Voice (STT/TTS)

xopc supports voice in multiple transports:

STT (Speech-to-Text): voice attachments → text for the agent
TTS (Text-to-Speech): assistant text → audio when policy allows

Primary surfaces: Telegram (voice notes) and Web UI (webchat) (voice attachments with STT). Other channels may receive TTS output if the outbound pipeline applies it.

Overview

Telegram (typical flow)

Inbound audio is downloaded; STT runs (unless skipped by duration or policy).
For groups with mention gating, a voice preflight STT pass can run before mention checks so spoken “@bot” (or fuzzy variants like “at botname”) can satisfy mention rules.
The agent sees transcribed text (and may see file placeholders for non-voice media).
Outbound text may be wrapped with TTS (see triggers) and sent in a channel-appropriate format (e.g. Opus voice note vs MP3).

Web UI (webchat)

When STT is enabled, voice attachments are transcribed before the model sees the message.
TTS for replies follows the same trigger rules as other channels; the browser player uses MP3.

Quick start

Voice config lives under messages.tts (TTS) and tools.media.audio (STT).

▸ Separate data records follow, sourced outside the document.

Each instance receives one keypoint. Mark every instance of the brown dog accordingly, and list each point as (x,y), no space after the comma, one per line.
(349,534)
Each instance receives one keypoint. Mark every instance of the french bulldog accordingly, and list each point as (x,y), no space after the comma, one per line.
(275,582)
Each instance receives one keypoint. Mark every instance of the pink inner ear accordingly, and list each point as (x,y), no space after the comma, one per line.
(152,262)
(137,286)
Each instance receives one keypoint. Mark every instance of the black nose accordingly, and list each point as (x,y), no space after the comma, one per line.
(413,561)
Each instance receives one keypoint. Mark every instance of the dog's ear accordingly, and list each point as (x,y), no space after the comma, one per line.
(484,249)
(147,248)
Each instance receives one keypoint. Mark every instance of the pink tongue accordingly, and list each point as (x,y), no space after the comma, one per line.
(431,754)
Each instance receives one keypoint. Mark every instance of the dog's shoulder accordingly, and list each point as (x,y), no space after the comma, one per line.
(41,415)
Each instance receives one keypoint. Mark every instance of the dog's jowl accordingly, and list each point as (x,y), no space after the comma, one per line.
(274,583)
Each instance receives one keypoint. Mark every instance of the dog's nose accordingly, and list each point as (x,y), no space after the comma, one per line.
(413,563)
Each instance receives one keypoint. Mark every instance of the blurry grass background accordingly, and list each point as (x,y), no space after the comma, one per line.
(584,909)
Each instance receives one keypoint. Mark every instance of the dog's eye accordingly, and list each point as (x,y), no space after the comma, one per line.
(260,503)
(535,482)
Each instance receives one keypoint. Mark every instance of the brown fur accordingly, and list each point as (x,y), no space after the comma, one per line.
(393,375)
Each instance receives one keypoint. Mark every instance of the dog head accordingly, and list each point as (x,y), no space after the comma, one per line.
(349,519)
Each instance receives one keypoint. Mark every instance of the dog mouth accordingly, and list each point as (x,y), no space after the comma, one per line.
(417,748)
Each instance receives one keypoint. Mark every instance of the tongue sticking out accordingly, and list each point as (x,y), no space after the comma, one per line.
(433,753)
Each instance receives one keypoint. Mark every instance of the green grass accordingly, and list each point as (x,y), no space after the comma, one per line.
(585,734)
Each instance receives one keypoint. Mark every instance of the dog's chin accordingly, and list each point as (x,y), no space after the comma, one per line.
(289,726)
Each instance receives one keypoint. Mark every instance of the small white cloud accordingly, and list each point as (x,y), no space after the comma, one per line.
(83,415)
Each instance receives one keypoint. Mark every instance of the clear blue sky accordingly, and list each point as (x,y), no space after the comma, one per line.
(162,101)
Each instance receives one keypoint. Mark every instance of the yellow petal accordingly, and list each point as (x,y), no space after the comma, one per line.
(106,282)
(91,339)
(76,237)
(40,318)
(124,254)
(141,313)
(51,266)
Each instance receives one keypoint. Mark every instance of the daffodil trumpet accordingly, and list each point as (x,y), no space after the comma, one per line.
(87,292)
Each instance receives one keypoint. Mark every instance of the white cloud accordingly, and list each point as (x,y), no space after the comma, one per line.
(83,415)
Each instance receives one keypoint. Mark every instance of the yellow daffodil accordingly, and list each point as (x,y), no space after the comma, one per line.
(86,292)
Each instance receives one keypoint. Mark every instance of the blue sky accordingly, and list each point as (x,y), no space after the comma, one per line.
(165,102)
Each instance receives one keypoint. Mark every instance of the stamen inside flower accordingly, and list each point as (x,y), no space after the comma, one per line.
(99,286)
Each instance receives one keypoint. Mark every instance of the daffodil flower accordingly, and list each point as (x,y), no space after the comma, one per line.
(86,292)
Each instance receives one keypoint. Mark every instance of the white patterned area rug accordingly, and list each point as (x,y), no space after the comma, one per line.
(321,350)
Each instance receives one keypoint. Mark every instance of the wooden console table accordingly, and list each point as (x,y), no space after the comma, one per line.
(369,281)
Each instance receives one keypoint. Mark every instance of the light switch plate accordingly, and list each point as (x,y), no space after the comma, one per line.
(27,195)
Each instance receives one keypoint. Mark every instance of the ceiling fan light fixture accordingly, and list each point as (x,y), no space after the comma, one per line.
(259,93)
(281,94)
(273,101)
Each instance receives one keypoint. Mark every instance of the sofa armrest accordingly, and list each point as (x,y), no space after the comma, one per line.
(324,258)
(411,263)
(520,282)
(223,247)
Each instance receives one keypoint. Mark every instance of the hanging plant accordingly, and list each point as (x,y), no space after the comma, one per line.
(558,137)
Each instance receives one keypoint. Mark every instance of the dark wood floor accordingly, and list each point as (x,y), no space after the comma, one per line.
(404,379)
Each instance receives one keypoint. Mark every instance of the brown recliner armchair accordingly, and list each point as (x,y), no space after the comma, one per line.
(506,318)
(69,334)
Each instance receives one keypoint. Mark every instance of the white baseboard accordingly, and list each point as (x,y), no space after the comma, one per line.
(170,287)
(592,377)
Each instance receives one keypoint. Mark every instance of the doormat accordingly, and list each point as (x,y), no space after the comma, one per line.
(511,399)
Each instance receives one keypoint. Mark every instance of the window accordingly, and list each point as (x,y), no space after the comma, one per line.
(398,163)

Minimal ~/.xopc/xopc.json (keys may also come from env — see below):

json

{
  "tools": {
    "media": {
      "audio": {
        "enabled": true,
        "provider": "alibaba",
        "alibaba": {
          "apiKey": "your-dashscope-api-key"
        }
      }
    }
  },
  "messages": {
    "tts": {
      "enabled": true,
      "provider": "openai",
      "trigger": "inbound",
      "openai": {
        "apiKey": "your-openai-api-key"
      }
    }
  }
}

Config note: In JSON, trigger values are off | always | inbound | tagged. The legacy value auto is normalized to inbound when the config is loaded.

STT configuration

All STT examples below show the inner shape only. Wrap each block in { "tools": { "media": { "audio": { ... } } } } when editing ~/.xopc/xopc.json directly.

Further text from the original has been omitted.